“According to a new CBS poll, 80 percent of Americans – including 75 percent of Republicans – oppose the Republican strategy of holding the government hostage to extract political concessions.”
“Those of us who remember the government shutdowns of 1995 and 1996 know the story didn’t end well for Republicans.”
“This country cannot be governed by one faction of one party on one side of the Capitol. Governing must be a cooperative effort that sets aside ideological or parochial concerns in favor of what is best for the nation, for the economy and for middle-class families.”
Washington, D.C. – Nevada Senator Harry Reid spoke on the Senate floor today regarding the economic impact of a government shutdown.

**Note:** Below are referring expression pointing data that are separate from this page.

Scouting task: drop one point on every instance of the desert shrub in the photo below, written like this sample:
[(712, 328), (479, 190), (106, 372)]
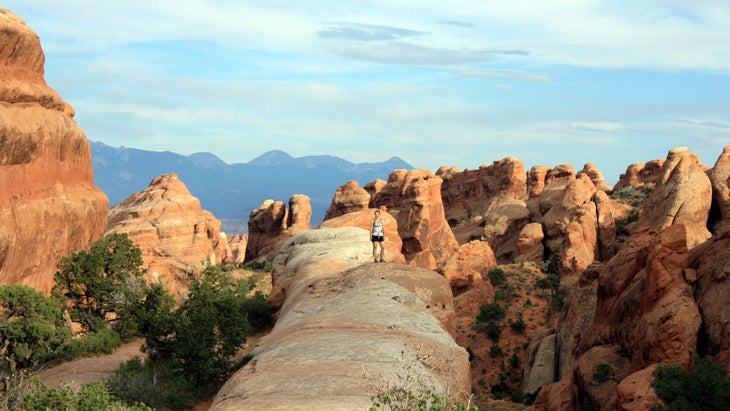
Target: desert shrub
[(38, 396), (493, 331), (158, 387), (496, 351), (497, 277), (104, 280), (518, 326), (32, 331), (102, 341), (706, 387), (603, 373), (490, 312)]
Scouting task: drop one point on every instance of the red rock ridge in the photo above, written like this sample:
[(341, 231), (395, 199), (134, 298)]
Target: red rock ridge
[(49, 205), (175, 234)]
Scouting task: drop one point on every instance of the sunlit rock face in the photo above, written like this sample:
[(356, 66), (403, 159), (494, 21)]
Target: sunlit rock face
[(49, 205)]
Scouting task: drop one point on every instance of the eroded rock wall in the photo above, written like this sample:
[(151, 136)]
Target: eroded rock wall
[(49, 205), (346, 325)]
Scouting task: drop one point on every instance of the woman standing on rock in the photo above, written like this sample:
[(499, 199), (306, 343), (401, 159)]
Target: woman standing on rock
[(376, 235)]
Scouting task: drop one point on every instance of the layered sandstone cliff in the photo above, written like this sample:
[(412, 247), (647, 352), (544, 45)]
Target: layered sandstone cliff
[(175, 234), (347, 328), (49, 205)]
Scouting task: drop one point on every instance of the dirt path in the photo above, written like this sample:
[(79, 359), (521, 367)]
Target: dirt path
[(92, 369)]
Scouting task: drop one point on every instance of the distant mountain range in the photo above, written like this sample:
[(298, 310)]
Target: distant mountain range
[(232, 191)]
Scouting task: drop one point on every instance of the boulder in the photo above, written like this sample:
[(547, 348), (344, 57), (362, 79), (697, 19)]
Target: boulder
[(348, 198), (347, 330), (720, 179), (536, 180), (272, 223), (596, 177), (364, 219), (237, 243), (683, 195), (472, 192), (176, 236), (427, 238), (645, 305), (711, 261), (468, 267), (49, 205), (529, 243), (640, 175), (503, 224)]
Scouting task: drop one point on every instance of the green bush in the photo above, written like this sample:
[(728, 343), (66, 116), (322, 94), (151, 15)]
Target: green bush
[(92, 397), (603, 373), (518, 326), (104, 280), (490, 312), (31, 328), (102, 341), (497, 277), (156, 386), (706, 387)]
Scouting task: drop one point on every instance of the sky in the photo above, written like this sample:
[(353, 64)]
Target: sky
[(459, 83)]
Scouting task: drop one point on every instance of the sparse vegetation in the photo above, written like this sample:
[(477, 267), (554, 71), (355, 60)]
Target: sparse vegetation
[(706, 387)]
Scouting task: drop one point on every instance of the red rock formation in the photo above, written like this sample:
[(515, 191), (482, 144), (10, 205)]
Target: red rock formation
[(345, 325), (503, 223), (468, 267), (472, 192), (640, 175), (529, 243), (536, 180), (265, 227), (711, 262), (173, 231), (271, 224), (571, 224), (348, 198), (683, 195), (596, 177), (49, 205), (427, 239), (390, 196), (644, 302), (720, 179), (373, 188), (363, 219), (300, 214), (238, 248)]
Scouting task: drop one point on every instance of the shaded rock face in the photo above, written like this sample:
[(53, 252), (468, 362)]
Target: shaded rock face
[(49, 205), (363, 219), (596, 176), (427, 238), (571, 226), (237, 243), (645, 305), (474, 191), (683, 195), (348, 198), (390, 196), (639, 175), (720, 180), (346, 326), (271, 224), (711, 262), (174, 233)]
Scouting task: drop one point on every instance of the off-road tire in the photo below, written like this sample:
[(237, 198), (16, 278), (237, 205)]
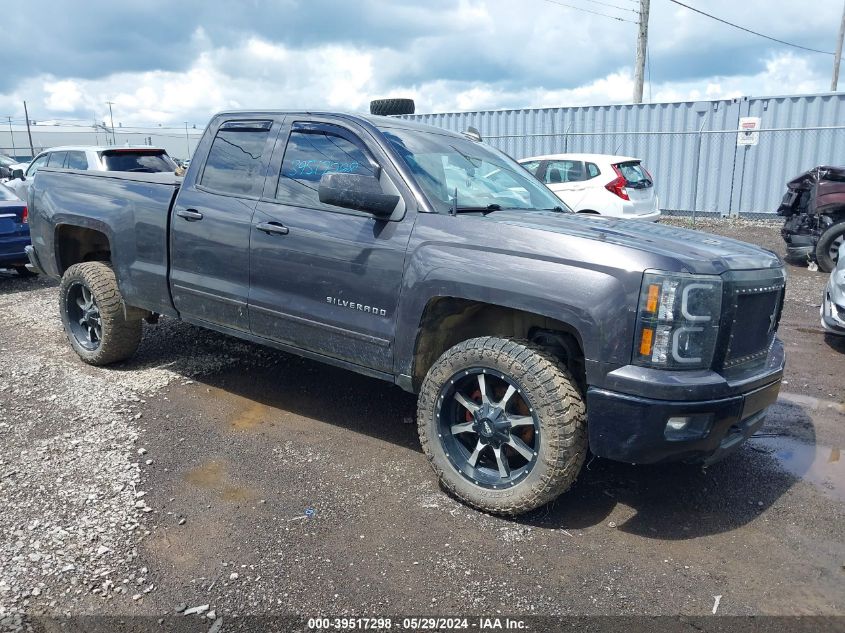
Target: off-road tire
[(558, 403), (387, 107), (826, 240), (120, 336)]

Below are his remarks as prepared for delivery:
This week I have warned Republicans of the economic consequences of forcing a federal government shutdown. Already the stock market has slipped as Tea Party Republicans insist they will shut down the government unless Democrats defund and repeal Obamacare. And the dark consequences won’t end there.

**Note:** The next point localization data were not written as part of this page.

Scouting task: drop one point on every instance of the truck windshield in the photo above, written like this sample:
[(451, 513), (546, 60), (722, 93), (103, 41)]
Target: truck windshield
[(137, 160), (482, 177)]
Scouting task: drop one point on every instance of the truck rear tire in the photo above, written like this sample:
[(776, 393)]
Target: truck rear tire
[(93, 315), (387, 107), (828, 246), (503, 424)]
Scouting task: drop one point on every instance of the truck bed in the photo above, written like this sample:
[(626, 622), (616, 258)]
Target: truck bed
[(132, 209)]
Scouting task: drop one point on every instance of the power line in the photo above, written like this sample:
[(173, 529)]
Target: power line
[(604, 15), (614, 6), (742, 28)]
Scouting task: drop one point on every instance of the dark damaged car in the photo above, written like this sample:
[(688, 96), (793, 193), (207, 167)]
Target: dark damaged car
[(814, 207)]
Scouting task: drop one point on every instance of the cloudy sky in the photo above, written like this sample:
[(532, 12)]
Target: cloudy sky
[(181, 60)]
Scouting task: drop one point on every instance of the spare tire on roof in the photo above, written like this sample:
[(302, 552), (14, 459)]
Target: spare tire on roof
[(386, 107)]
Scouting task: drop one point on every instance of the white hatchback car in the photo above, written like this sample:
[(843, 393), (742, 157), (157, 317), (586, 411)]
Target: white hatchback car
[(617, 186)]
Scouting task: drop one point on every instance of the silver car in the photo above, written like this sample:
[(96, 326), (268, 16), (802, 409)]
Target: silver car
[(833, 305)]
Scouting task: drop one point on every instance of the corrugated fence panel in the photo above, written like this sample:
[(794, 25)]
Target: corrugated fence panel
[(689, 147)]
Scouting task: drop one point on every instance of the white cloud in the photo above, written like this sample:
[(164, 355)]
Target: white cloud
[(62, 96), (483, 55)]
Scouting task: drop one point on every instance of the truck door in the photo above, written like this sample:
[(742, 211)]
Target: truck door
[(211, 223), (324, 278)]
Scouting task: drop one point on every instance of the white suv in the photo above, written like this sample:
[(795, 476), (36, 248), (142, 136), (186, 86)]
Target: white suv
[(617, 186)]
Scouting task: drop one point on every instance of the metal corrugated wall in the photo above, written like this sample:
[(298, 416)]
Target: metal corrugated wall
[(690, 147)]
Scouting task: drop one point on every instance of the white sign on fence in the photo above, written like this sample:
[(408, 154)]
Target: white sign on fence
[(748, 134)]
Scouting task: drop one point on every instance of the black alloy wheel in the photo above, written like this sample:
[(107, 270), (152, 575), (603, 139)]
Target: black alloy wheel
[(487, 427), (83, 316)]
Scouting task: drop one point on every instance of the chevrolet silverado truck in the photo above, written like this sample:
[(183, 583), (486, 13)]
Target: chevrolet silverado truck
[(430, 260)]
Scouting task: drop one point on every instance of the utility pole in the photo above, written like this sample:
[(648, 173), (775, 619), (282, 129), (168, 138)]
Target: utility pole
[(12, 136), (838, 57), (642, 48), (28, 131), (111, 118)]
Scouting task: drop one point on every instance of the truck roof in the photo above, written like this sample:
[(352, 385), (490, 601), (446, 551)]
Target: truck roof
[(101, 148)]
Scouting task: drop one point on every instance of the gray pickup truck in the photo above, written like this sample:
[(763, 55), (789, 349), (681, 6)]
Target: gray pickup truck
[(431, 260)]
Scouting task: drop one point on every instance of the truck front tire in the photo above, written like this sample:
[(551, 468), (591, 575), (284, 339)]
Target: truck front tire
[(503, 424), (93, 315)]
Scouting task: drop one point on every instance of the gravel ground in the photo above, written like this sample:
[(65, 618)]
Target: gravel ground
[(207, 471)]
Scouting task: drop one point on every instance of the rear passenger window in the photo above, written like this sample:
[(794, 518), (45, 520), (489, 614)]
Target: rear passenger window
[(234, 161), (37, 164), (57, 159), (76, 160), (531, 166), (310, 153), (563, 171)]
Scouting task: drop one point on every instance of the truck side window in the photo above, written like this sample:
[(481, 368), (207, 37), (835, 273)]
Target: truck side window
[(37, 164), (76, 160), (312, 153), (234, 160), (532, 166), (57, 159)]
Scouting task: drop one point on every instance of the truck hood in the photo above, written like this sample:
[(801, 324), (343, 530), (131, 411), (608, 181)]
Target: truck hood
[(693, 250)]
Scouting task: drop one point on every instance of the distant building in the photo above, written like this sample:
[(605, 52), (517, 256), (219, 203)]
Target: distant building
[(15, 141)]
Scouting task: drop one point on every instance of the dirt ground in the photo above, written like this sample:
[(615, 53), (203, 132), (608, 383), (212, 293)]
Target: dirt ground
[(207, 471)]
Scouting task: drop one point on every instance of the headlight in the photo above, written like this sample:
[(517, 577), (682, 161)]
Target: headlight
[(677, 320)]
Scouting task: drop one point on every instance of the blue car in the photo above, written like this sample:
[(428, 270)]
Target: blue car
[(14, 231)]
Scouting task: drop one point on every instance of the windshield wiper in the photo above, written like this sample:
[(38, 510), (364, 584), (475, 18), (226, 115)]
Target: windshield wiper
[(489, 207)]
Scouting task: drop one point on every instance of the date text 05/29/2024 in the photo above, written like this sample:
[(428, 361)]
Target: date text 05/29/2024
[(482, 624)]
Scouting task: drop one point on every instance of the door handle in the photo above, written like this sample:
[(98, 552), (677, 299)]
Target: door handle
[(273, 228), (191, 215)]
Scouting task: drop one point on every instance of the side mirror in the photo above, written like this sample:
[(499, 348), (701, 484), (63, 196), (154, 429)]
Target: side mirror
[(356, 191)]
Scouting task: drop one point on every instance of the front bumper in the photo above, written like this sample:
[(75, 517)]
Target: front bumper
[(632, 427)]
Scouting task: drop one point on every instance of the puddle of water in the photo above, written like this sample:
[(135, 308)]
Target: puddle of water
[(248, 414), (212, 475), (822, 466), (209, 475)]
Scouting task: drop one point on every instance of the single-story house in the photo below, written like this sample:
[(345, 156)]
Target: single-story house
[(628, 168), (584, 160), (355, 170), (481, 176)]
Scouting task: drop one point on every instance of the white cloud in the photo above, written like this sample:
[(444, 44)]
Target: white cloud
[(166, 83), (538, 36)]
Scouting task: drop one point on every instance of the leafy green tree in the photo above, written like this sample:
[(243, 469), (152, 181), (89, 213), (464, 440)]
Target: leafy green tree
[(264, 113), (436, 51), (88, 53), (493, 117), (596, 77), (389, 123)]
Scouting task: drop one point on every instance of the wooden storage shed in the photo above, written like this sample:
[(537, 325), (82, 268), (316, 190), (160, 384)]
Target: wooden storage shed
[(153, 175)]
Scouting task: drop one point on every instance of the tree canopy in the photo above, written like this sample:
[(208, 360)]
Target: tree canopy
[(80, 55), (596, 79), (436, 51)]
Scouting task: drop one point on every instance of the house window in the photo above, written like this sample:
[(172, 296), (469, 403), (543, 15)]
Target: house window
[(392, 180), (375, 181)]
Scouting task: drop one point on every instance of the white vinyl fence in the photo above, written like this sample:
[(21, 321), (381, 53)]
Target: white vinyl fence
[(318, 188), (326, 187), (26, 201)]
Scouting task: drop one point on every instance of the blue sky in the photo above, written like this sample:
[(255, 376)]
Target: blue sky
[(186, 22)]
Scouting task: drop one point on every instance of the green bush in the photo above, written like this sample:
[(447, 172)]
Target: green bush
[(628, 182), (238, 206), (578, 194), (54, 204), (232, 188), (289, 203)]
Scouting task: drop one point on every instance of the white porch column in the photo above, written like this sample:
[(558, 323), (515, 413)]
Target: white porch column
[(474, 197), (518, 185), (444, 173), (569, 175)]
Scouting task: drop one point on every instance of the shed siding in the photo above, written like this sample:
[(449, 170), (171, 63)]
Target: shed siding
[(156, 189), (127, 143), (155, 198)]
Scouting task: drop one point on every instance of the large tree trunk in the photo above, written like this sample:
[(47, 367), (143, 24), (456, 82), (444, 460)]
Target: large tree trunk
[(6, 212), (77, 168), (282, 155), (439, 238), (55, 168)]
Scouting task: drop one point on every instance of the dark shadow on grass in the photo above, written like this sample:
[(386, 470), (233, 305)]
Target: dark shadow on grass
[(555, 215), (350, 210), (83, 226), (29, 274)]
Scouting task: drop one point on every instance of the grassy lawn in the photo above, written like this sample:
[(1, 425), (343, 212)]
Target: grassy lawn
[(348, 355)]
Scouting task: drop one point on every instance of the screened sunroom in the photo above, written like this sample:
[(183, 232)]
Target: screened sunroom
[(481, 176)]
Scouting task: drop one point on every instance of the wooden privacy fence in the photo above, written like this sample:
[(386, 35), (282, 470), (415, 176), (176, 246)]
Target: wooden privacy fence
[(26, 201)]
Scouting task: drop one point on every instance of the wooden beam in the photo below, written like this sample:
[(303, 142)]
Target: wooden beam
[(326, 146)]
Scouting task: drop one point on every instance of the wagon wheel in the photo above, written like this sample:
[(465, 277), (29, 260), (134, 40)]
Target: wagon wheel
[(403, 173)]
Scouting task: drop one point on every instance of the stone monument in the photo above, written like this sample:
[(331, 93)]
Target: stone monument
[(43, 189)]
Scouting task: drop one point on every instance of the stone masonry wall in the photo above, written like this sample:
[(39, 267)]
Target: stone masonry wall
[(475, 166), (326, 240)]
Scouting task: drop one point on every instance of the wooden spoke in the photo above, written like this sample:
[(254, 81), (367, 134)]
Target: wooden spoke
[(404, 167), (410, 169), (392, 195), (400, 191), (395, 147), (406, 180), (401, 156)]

If the federal government closes its doors, seniors applying for Social Security and veterans applying for disability could be forced to wait until federal workers return to their posts. Across the country, mortgage loans and small business loans could be delayed. Members of the United States military could be forced to defend this country without even a paycheck as thanks. And billions of dollars will drain from the economy every day the government is closed for business.

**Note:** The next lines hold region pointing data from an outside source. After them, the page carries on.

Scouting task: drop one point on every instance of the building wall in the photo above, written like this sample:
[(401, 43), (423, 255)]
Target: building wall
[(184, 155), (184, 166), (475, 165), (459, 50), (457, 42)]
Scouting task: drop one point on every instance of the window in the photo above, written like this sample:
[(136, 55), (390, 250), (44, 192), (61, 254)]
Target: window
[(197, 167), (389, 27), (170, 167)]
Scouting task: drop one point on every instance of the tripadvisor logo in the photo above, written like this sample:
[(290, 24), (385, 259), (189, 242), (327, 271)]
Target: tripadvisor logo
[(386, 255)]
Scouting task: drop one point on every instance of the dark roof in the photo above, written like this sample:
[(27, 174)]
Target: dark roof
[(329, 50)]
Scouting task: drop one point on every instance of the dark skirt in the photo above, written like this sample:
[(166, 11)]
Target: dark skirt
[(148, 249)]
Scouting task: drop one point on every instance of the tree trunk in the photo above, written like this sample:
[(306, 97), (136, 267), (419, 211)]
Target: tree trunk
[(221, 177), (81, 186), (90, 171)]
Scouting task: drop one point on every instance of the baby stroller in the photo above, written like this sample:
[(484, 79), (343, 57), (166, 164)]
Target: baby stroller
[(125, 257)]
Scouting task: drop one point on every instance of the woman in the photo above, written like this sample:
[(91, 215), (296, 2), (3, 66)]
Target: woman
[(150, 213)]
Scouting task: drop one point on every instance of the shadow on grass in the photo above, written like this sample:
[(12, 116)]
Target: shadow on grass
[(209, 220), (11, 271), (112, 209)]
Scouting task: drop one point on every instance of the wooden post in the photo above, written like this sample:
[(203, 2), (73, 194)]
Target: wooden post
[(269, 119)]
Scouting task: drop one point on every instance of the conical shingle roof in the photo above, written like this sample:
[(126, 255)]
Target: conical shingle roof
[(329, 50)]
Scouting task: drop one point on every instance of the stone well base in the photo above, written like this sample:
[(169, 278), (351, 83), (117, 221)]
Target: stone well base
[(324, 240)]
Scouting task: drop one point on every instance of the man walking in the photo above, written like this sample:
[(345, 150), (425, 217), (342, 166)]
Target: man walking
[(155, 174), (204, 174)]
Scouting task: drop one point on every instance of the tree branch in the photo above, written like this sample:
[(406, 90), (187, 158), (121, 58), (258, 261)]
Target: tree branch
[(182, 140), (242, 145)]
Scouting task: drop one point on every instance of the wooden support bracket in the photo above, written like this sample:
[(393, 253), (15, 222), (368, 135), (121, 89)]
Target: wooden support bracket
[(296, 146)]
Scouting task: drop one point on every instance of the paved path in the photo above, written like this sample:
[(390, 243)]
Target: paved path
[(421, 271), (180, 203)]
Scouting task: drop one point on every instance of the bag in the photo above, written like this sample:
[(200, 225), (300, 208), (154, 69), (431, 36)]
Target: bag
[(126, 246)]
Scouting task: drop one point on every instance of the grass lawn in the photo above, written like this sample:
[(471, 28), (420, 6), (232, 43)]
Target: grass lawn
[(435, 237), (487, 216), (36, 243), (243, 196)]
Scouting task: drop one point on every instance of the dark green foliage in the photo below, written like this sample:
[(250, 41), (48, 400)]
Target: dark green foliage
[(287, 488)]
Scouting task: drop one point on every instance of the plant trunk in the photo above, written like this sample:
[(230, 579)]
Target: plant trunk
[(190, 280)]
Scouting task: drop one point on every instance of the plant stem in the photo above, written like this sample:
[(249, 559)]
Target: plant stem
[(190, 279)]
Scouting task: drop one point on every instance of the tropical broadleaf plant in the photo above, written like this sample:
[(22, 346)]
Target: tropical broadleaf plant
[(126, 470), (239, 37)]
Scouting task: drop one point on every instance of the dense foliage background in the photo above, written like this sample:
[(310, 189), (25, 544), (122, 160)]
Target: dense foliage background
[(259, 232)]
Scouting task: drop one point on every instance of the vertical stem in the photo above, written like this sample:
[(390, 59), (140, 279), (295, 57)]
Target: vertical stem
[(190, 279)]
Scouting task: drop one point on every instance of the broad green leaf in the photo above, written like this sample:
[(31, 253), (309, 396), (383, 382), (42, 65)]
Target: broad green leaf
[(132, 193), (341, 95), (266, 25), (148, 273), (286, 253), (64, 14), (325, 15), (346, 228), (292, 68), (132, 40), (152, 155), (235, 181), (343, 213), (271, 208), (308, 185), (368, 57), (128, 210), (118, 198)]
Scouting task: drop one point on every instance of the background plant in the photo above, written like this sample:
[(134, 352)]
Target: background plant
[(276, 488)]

These costs aren’t conjecture. When Newt Gingrich and Republicans in Congress shut down the government for 27 days in 1995 and 1996 because President Bill Clinton wouldn’t meet their every demand it cost the economy about $60 billion of today’s dollars.
This week I have urged Republicans to consider the impact of a shutdown on the recovery. But the economic price of shutting down the government shouldn’t be the only thing keeping Republicans up at night. They should worry about the political consequences as well. According to a new CBS poll, 80 percent of Americans – including 75 percent of Republicans – oppose the Republican strategy of holding the government hostage to extract political concessions.
Those of us who remember the government shutdowns of 1995 and 1996 know the story didn’t end well for Republicans. Just ask Charles Krauthammer, who has penned a conservative column for the Washington Post since the 1980’s. This is what Mr. Krauthammer wrote last month: “Every fiscal showdown has rebounded against the Republicans. The first, in 1995, effectively marked the end of the Gingrich revolution.”
As they did in the ‘90s, today’s radical Republicans have called for concessions they know Democrats will never agree to. The Senate will never pass nor will President Obama sign a bill that guts the Affordable Care Act and denies millions of Americans access to life-saving health care. Tea Party Republicans have demanded the impossible, and vowed to shut down the government unless they get it.
Mr. Krauthammer and I don’t often agree, but he aptly measured the fallout from the shutdowns of the mid-‘90s and correctly predicted a similar result from a modern shutdown. Mr. Krauthammer wrote what nearly two dozen mainstream Republican senators have also said: that this gambit is doomed to fail. Krauthammer wrote: “This is about tactics. If I thought this would work, I would support it. But I don’t fancy suicide. It has a tendency to be fatal.”
I commend Republican senators who have spoken up in favor of reason – calling the Tea Party’s shutdown ultimatum a “box canyon,” a “suicide note,” and “the dumbest idea ever.” Although these reasonable Republicans dislike Obamacare as much as their more radical colleagues, they also realize the futility and the danger of political hostage taking. They know this country cannot be governed by one faction of one party on one side of the Capitol. Governing must be a cooperative effort that sets aside ideological or parochial concerns in favor of what is best for the nation, for the economy and for middle-class families.
On November 14, 1995 – the first day of the first government shutdown – President Clinton urged Republicans in Congress to govern with him instead of fighting against him. This is what President Clinton said: “There is, after all, a simple solution to the problem. All Congress has to do is to pass a straightforward bill to let government perform its duties and pay its debts. Then we can get back to work and resolve our differences… in an open, honest, and straightforward manner.”
I offer that same advice to my Republican colleagues today. The way out of this predicament is as simple today as it was in 1995. And so I invite my Republican colleagues to return with me to the time when we resolved our differences in an open, honest and straightforward manner.